Crowdfunding sites get a nod from the SEC
In a 4-1 vote today by the U.S. Securities and Exchange Commission (SEC), an amendment has passed to lift the 80 year ban on the general solicitation and advertising of Regulation D (“Reg D”) offerings which will go into effect in 60 days. While most analysts have focused on hedge funds, the ruling reduces many of the limitations that equity crowdfunding sites have been restricted by – a huge win for companies seeking alternative financing.
EarlyShares CEO Joanna Schwartz explains, “Historically, entrepreneurs and small business owners have been prohibited from advertising their need for capital beyond their personal networks. This presented a huge challenge. How can you raise money if you can’t tell anyone that you need money? With this ruling, advertising will be permitted, eliminating a major barrier to raising capital from accredited investors.”
John A. Kallassy, President and Founding Partner of I-Bankers Direct said, “This ruling will dramatically alter the capital-raising process for private companies, especially for early-stage businesses, which can now cast a much wider net. The welcome transparency that the SEC ruling brings to the process will allow a significantly larger number of investors, many of whom are unaware of their accredited status, to participate in opportunities that, until now, fell almost exclusively in the domain of the investing elite.”

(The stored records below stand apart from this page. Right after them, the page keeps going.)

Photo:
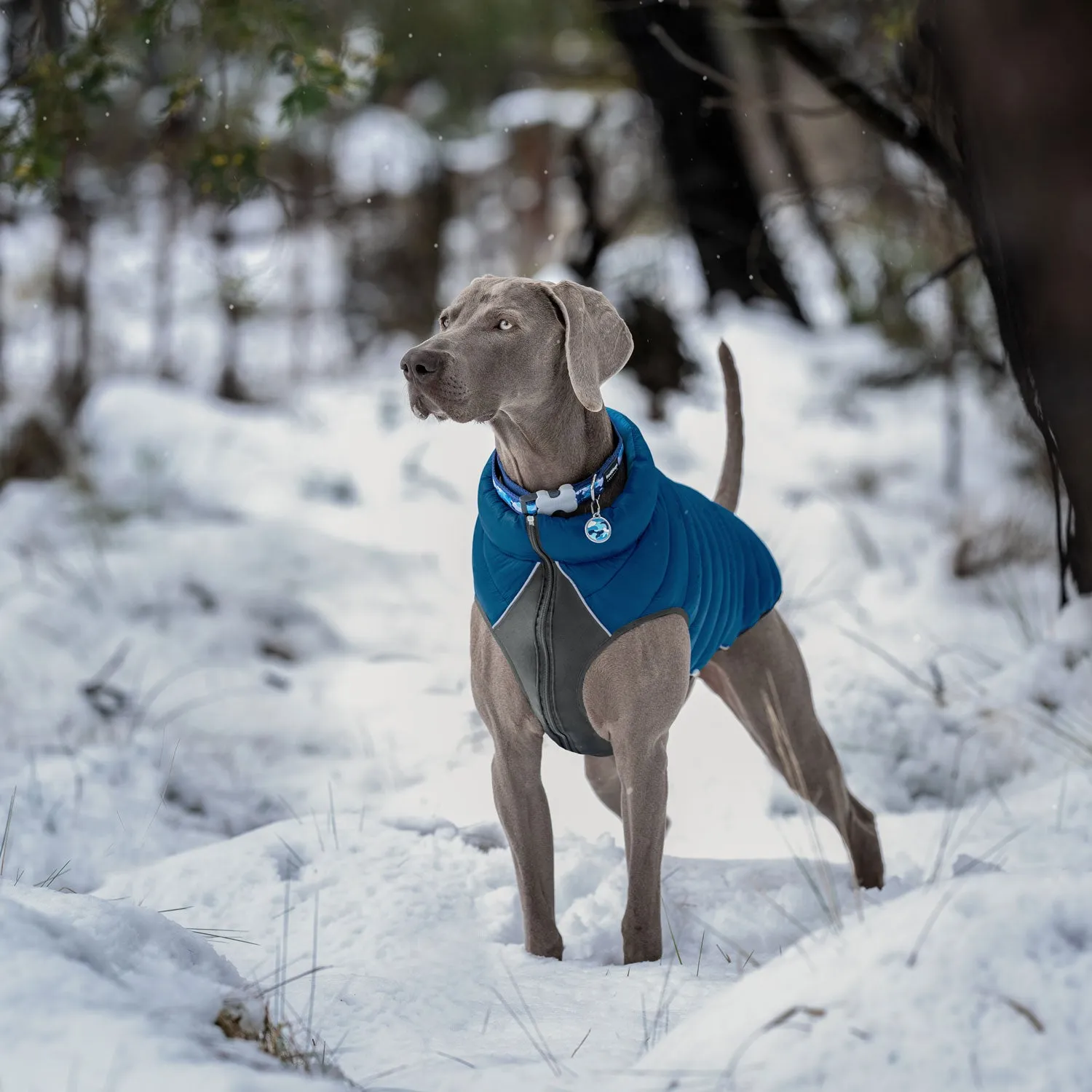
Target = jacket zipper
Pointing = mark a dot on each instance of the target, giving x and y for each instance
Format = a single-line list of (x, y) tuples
[(544, 618)]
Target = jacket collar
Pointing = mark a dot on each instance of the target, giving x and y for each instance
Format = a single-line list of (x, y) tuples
[(563, 539), (566, 498)]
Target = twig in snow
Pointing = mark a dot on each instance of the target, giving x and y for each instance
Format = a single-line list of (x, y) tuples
[(7, 829), (783, 1018)]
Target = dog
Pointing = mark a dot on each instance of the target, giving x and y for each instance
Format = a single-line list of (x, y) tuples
[(561, 653)]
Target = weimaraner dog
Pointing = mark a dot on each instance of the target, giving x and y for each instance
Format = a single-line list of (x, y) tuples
[(529, 358)]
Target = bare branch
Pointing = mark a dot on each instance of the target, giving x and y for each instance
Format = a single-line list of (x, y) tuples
[(732, 87), (917, 139)]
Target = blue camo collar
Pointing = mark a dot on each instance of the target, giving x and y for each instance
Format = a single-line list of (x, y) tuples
[(566, 498), (563, 539)]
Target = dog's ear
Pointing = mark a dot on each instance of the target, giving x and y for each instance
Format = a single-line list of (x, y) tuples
[(596, 340)]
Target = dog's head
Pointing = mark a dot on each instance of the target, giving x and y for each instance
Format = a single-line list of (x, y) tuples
[(513, 344)]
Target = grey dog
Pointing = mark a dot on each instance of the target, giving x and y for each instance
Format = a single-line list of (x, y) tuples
[(528, 358)]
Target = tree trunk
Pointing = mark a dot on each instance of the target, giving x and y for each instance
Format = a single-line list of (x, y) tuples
[(703, 150), (71, 309), (1011, 93)]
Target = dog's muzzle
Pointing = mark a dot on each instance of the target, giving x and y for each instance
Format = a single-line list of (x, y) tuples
[(423, 365)]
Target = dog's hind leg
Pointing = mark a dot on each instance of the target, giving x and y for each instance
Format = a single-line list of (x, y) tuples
[(762, 679), (602, 775), (633, 692), (517, 784)]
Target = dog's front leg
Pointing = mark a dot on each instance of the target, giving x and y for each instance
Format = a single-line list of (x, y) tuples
[(517, 786), (633, 692)]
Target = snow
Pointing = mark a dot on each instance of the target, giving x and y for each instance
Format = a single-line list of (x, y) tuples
[(234, 690), (535, 106), (100, 995), (381, 150)]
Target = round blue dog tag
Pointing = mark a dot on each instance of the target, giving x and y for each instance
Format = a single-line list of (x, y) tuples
[(598, 529)]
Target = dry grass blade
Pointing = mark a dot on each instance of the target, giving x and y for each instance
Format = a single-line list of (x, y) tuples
[(548, 1059), (670, 930), (1024, 1011), (454, 1057), (782, 1018), (7, 830), (948, 895), (930, 686), (790, 760), (951, 814), (534, 1024)]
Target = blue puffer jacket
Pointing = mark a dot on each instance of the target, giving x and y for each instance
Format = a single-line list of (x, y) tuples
[(670, 548)]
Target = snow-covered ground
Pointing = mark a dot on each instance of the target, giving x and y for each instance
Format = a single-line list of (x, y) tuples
[(237, 727)]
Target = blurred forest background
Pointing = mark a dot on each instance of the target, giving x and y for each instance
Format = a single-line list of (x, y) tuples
[(238, 194)]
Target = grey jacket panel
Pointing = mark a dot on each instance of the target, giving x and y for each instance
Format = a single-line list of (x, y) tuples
[(552, 672)]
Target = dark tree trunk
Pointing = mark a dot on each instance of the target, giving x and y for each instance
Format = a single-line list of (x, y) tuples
[(703, 150), (1010, 91), (71, 306)]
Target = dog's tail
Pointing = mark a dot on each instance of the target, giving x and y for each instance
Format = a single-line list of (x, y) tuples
[(727, 489)]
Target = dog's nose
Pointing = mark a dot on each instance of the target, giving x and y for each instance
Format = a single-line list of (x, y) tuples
[(421, 364)]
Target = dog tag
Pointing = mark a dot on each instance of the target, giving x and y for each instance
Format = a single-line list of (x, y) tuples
[(598, 529)]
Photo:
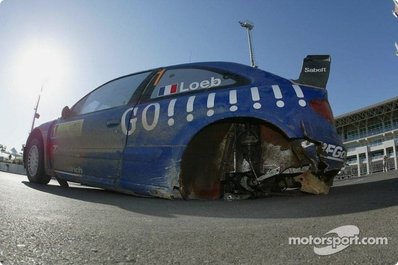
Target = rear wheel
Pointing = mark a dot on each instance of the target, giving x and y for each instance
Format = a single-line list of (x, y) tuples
[(35, 162)]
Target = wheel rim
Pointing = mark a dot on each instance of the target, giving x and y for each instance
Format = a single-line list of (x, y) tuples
[(33, 160)]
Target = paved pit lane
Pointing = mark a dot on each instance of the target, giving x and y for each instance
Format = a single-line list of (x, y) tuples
[(83, 225)]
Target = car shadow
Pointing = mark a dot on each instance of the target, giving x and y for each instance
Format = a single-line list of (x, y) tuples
[(343, 199)]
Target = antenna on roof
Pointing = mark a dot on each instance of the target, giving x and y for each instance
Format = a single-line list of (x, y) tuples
[(249, 26)]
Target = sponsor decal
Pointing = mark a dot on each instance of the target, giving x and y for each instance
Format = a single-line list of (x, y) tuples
[(183, 87), (69, 129), (149, 115), (167, 90), (315, 70)]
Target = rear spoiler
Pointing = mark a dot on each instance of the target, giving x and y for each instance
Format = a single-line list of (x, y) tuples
[(315, 71)]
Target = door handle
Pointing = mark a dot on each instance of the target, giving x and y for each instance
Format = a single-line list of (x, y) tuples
[(112, 123)]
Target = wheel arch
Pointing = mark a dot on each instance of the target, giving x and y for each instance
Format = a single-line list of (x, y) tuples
[(203, 153)]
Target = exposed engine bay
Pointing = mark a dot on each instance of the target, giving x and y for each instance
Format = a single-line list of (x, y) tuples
[(243, 160)]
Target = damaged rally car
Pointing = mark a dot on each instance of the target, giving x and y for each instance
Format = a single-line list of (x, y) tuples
[(199, 130)]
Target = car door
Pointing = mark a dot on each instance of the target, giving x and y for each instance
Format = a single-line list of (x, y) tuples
[(90, 142)]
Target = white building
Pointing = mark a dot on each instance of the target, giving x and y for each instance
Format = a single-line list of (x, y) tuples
[(370, 134)]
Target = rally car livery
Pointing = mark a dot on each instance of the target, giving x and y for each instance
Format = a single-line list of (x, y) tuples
[(200, 130)]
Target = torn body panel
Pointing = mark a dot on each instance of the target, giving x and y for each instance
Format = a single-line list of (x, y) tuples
[(252, 159)]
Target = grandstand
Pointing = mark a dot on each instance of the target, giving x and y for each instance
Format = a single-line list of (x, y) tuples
[(371, 138)]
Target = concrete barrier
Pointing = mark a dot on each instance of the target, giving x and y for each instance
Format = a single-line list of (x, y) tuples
[(12, 168)]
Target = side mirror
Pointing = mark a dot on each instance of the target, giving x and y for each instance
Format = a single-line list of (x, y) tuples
[(66, 112)]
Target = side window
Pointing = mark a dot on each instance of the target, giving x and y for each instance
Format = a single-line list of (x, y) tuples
[(176, 81), (113, 94)]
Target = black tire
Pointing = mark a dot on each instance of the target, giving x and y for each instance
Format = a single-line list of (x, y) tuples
[(35, 162)]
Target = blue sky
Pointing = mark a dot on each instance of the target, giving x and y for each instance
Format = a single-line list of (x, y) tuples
[(87, 43)]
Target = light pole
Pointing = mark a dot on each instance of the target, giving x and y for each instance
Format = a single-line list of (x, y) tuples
[(249, 26), (37, 115)]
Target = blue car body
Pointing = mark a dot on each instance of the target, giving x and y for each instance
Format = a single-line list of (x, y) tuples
[(139, 147)]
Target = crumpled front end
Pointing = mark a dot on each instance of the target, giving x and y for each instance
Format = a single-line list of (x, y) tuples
[(252, 159)]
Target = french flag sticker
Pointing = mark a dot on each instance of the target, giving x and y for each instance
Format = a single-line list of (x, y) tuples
[(167, 90)]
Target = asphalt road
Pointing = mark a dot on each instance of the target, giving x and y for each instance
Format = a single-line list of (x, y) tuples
[(82, 225)]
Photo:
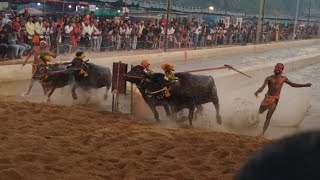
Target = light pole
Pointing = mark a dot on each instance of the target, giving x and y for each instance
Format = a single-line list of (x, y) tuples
[(63, 7), (260, 21), (166, 30), (295, 21), (309, 14)]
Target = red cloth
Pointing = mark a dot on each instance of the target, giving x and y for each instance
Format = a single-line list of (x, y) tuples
[(16, 26)]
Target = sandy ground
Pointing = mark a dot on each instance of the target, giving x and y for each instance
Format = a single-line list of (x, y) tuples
[(41, 141), (103, 54)]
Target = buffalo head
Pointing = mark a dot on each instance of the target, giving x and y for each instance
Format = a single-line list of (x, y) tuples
[(137, 75), (41, 72)]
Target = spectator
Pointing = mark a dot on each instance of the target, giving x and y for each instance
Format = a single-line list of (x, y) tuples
[(96, 37), (38, 28), (30, 30)]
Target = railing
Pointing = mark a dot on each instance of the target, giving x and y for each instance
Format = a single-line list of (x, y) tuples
[(192, 40)]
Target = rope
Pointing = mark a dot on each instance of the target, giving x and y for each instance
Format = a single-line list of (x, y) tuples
[(161, 90)]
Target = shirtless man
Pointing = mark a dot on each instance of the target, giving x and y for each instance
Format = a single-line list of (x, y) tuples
[(36, 51), (275, 83)]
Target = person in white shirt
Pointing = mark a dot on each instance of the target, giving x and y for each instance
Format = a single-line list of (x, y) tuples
[(30, 30), (128, 34), (96, 37), (67, 30), (38, 28), (87, 29)]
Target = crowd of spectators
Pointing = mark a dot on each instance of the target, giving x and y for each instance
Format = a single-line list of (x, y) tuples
[(69, 33)]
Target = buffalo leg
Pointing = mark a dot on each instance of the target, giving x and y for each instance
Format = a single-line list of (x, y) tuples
[(30, 87), (74, 95), (48, 95), (217, 106), (174, 113), (155, 112), (106, 94), (89, 96), (191, 112), (198, 111), (166, 108)]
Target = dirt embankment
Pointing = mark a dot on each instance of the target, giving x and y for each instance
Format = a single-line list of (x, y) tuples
[(41, 141)]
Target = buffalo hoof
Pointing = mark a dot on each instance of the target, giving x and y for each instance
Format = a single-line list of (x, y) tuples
[(47, 100), (219, 120), (75, 97)]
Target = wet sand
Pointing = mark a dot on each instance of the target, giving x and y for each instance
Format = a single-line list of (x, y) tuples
[(41, 141)]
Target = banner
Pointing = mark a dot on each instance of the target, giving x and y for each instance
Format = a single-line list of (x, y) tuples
[(92, 8), (239, 21)]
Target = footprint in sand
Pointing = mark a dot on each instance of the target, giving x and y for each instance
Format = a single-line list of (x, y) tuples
[(11, 174), (5, 161)]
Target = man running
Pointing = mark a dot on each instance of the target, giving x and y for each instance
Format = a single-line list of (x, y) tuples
[(36, 51), (275, 83)]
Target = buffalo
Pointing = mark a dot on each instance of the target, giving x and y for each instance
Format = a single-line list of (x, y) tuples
[(89, 76), (52, 77), (294, 158), (189, 92), (145, 82), (140, 78)]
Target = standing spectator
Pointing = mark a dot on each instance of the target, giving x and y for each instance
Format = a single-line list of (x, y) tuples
[(38, 28), (67, 30), (30, 30), (128, 33), (16, 25), (47, 32), (4, 48), (18, 49), (96, 37)]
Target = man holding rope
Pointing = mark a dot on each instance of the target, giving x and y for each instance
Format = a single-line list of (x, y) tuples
[(36, 52), (275, 83)]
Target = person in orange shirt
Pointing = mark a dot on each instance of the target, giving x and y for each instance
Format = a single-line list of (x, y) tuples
[(86, 17)]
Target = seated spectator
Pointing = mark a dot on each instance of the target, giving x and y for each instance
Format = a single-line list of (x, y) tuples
[(4, 49)]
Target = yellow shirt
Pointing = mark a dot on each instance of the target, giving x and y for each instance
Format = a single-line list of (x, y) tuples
[(30, 29), (38, 28)]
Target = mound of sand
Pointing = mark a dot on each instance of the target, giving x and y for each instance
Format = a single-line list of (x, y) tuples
[(40, 141)]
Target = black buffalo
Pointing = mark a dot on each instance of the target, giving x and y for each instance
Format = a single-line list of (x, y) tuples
[(140, 78), (52, 77), (97, 77), (190, 91), (145, 82), (293, 158)]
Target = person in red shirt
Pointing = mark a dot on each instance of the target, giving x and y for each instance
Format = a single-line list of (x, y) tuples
[(16, 24), (86, 17)]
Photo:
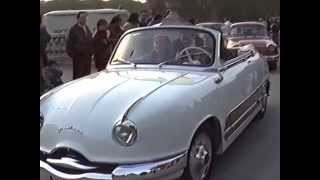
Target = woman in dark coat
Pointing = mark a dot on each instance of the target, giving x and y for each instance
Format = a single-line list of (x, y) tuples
[(101, 44), (115, 30)]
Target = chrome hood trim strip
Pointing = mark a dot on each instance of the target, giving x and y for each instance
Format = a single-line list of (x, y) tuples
[(139, 100)]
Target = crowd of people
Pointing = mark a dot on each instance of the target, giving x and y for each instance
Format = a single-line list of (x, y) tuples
[(82, 44)]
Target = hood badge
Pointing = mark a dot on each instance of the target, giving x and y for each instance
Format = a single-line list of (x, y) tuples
[(71, 129)]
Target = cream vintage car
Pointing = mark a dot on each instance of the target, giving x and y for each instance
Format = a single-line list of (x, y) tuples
[(170, 100)]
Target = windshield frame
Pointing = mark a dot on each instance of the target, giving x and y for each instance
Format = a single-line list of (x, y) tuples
[(215, 34), (239, 25)]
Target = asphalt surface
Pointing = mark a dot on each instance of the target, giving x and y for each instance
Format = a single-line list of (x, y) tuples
[(255, 155)]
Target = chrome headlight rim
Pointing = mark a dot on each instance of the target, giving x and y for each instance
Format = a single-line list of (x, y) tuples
[(272, 47), (41, 120), (125, 133)]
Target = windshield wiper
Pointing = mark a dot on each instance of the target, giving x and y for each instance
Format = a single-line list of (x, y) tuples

Michael Nugent and Rasmus Goksor, Co-Founders of Bison stated that lifting the solicitation ban brings new Form D filing requirements and enables information to be more freely shared with the public. “There remains, however, a fundamental data problem in the industry stemming from the disparate sources and unstructured format of data. There is a strong need for actors that can augment all industry data and create a true information platform for private equity. This is what we continue to work on at Bison.co.”
The ruling was not unanimous
The approved amendment and others still under consideration are part of the Jumpstart Our Business Startups Act (JOBS Act) and supporters of this specific rule have criticized the SEC for delaying enforcement of the bi-partisan supported Act.
The SEC ruling was not unanimous, and the sole vote against it was Democratic Commissioner Luis Aguilar who said in a statement, “I am disappointed and saddened by the reckless adoption [of the rule].”
SEC Chair Mary Jo White said, “In my view, given the explicit language of the JOBS act as well as the statutory deadline … the commission should act without any further delay.”
In a show of support for investor protection, the SEC unanimously adopted rules that block felons from pitching specific types of private investment deals and in a 3-2 vote adopted a rule that requires firms offering private placements to make additional disclosures to regulators prior to being able to advertise it.
Although strong bipartisan support has been voiced for the JOBS Act amendments, Aguilar’s negative sentiment echoes that of Senator Carl Levin (D-MI) who said, “It’s as if the SEC is jumping out of an airplane today, and then proposing to check the safety of its parachute on the way down.”
Changing the face of crowdfunding
Regardless of criticism, the new rules will soon be in place, and equity crowdfunding will no longer have to persistently disclaim, “once the Securities and Exchange Commission rules are finalized and effective,” as organizations like EarlyShares have been doing since their inception.
Jason Burmer, VC and Angel Relations at EarlyShares said in a statement, “The face of raising capital is changing… in a good way. The convergence of technology and new laws has enabled us to streamline the once cumbersome capital raising process to a more pragmatic approach that enables investing in startups and small businesses over the internet.”